Some residents in and around the Skyline area of Great Falls are concerned about a recent influx of rattlesnakes.
Several people have reported finding snakes in their yards; most of the reports come from homes between 36th Avenue North and Eagle's Crossing, and between Division Road and Bootlegger Trail. Many of the homes in that area have yards adjacent to large fields.
Kristin Ronke posted the following message on Thursday in a neighborhood Facebook group: "Please be aware!! We just killed TWO rattlesnakes in our front yard. They were in the rockbeds next to our front walkway. We are on 36th Ave NE and 4th St."

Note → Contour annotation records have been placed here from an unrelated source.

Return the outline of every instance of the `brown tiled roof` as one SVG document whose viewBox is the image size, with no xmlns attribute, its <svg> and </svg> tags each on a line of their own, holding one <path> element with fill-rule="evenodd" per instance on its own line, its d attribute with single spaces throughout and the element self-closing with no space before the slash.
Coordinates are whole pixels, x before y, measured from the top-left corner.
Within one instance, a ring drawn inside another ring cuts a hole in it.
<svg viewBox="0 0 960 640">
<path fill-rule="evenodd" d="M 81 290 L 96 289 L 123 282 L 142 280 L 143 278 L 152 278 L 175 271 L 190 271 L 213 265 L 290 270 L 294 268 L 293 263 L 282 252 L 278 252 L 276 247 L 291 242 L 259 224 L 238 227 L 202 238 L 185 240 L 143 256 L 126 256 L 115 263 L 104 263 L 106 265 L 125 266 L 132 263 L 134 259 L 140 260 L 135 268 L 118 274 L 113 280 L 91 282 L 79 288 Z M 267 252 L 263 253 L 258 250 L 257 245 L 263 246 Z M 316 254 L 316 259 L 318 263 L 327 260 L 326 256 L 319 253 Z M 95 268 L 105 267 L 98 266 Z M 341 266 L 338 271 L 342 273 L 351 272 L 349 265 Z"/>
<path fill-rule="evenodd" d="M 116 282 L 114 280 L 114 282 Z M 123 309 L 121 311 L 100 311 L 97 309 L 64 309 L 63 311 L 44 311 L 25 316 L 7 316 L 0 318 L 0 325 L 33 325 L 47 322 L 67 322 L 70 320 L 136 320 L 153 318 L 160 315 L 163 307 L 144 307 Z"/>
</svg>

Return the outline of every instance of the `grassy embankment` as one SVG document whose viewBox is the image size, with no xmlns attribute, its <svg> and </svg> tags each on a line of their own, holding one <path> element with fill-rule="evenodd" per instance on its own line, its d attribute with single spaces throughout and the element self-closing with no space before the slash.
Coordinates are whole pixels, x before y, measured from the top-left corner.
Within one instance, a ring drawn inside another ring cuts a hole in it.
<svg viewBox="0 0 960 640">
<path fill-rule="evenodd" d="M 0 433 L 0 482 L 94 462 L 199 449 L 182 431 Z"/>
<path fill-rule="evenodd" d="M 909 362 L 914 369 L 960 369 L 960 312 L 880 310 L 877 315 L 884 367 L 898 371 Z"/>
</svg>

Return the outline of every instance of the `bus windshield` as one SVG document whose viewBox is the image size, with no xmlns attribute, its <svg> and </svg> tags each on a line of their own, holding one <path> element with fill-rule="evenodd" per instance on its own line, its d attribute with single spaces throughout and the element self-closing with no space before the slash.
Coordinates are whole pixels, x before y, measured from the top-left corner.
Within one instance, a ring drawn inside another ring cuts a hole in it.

Jeremy Allestad operates a "reptile removal" service, and he has been very busy over the last several days.
Allestad says that he does not kill the animals he captures, but rather relocates them.
On Friday afternoon, as news of the snakes began circulating on Facebook, Carrie Galvez called Allestad and asked him to come check her property, located near 34th Avenue NE and 2nd Street NE.
A few minutes later, Allestad showed up, and within minutes he found a rattlesnake under the deck - much to Carrie's dismay.
He estimated that it is about two feet long.
He placed the snake in a cooler and said that he will relocate it several miles north of town, as he does with all snakes that he catches.
Allestad said that the snake showed signs of hunger and dehydration, and speculated that the extremely dry weather and recent home-building activity nearby has led some snakes to move closer into town to find food and water.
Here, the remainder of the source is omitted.